In the example of the calculating a distributed mean, accumulate might keep a running sum and a count of metrics received:
def accumulate(self, metric): self.sum += metric self.count += 1 return self.sum, self.count
- abstract cross_slot_reduce(per_slot_metrics: List[Any]) Any ¶
cross_slot_reduce is called on the list of results from the final call to accumulate on each slot. per_slot_metrics will be a list of length N, where N is the number of slots in the trial (or 1 in non-distributed training). cross_slot_reduce must return the final metric.
In the example of calculating a distributed mean, cross_slot_reduce might receive a list of (sum, count) tuples and it would calculate the overall mean.
def cross_slot_reduce(self, per_slot_metrics): sums, counts = zip(*per_slot_metrics) return np.array(sum(sums) / sum(counts))
determined.estimator.RunHook
¶
- class determined.estimator.RunHook¶
Abstract base class which extends SessionRunHook and is used to define callbacks that should execute during the lifetime of a EstimatorTrial.
Hooks should be passed in to Train Spec.
- on_checkpoint_end(checkpoint_dir: str) None ¶
Run after every checkpoint.
Warning
If distributed or parallel training is enabled, this callback is executed only on the chief GPU (rank = 0) which performs the checkpoint.
- on_checkpoint_load(checkpoint_dir: str) None ¶
Run at startup when the task environment starts up.

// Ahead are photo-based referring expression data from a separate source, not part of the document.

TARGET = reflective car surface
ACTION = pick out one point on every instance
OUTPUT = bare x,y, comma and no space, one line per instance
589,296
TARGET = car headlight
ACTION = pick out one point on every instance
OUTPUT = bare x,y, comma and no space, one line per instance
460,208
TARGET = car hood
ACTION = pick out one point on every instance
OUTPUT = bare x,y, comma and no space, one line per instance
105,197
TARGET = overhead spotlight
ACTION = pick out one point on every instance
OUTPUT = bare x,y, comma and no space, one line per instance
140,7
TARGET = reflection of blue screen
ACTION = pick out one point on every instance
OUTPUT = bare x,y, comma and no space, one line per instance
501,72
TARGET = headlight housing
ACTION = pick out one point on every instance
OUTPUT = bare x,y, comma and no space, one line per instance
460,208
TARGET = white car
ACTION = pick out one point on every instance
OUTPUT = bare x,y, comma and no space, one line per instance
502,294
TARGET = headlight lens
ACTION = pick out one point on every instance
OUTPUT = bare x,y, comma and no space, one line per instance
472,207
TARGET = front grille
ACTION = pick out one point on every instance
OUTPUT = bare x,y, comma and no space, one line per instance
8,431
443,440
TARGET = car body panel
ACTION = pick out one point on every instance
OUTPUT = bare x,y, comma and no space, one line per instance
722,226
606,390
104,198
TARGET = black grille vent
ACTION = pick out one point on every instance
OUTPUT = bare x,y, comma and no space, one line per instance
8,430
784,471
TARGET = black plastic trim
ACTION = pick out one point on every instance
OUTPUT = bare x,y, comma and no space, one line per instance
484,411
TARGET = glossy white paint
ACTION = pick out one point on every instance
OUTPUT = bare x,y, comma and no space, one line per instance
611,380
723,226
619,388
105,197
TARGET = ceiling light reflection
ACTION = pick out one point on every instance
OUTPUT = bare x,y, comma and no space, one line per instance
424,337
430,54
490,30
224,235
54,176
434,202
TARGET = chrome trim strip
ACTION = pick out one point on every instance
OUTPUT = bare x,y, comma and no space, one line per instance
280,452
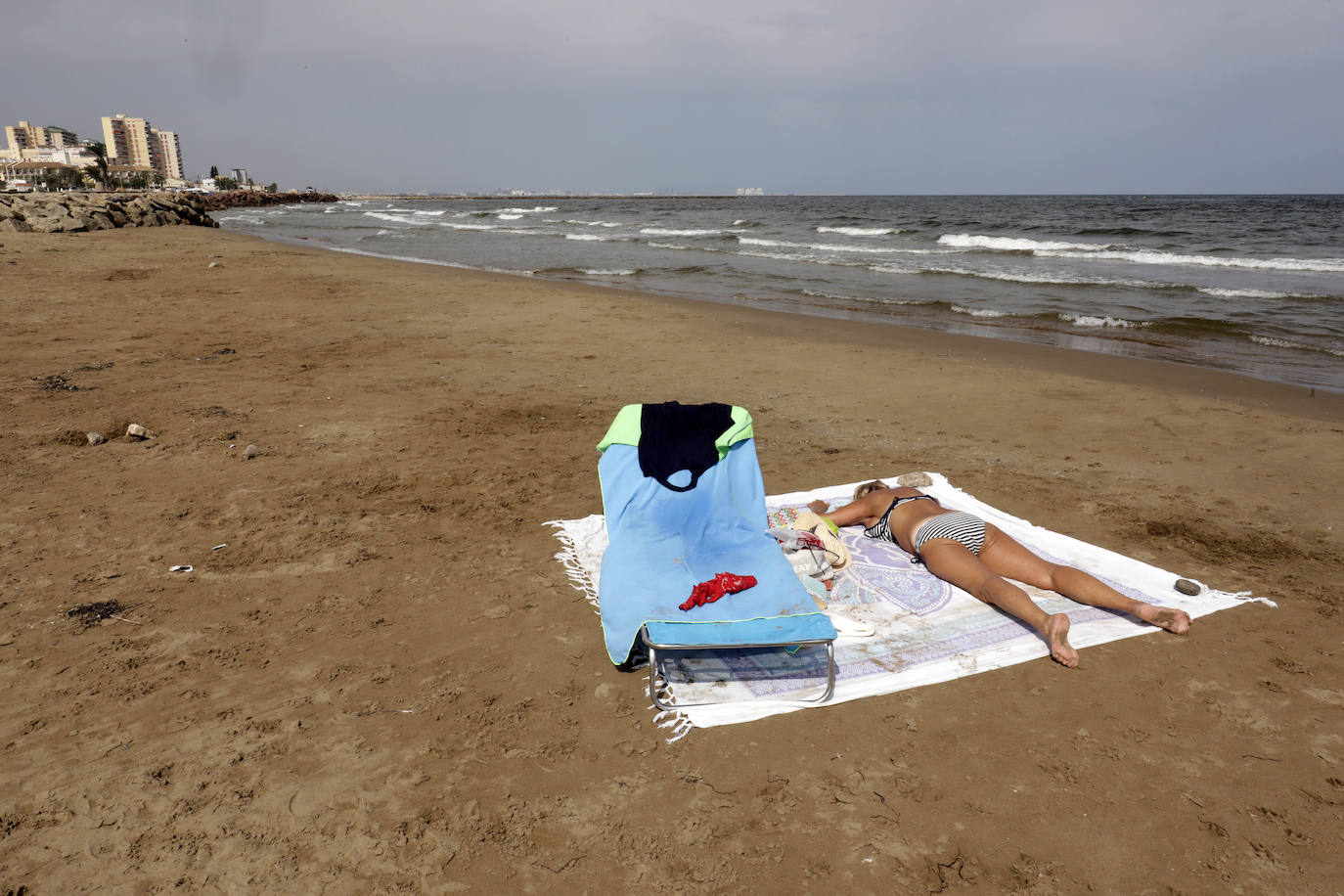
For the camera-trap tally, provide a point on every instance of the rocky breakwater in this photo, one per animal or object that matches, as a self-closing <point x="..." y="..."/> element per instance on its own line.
<point x="255" y="199"/>
<point x="78" y="212"/>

If not resuming from checkpoint this is never called.
- on_trial_close() None ¶
Run when the trial close. This is the place users should execute post-trial cleanup.
determined.estimator.load_estimator_from_checkpoint_path
¶
- class determined.estimator.load_estimator_from_checkpoint_path(path: str, tags: Optional[List[str]] = None)¶
Loads a checkpoint written by an EstimatorTrial.
You should have already downloaded the checkpoint files, likely with
Checkpoint.download()
.The return type is a TensorFlow AutoTrackable object.
- Parameters
path (string) – Top level directory to load the checkpoint from.
tags (list string, optional) – Specifies which tags are loaded from the TensorFlow SavedModel. See documentation for tf.compat.v1.saved_model.load_v2.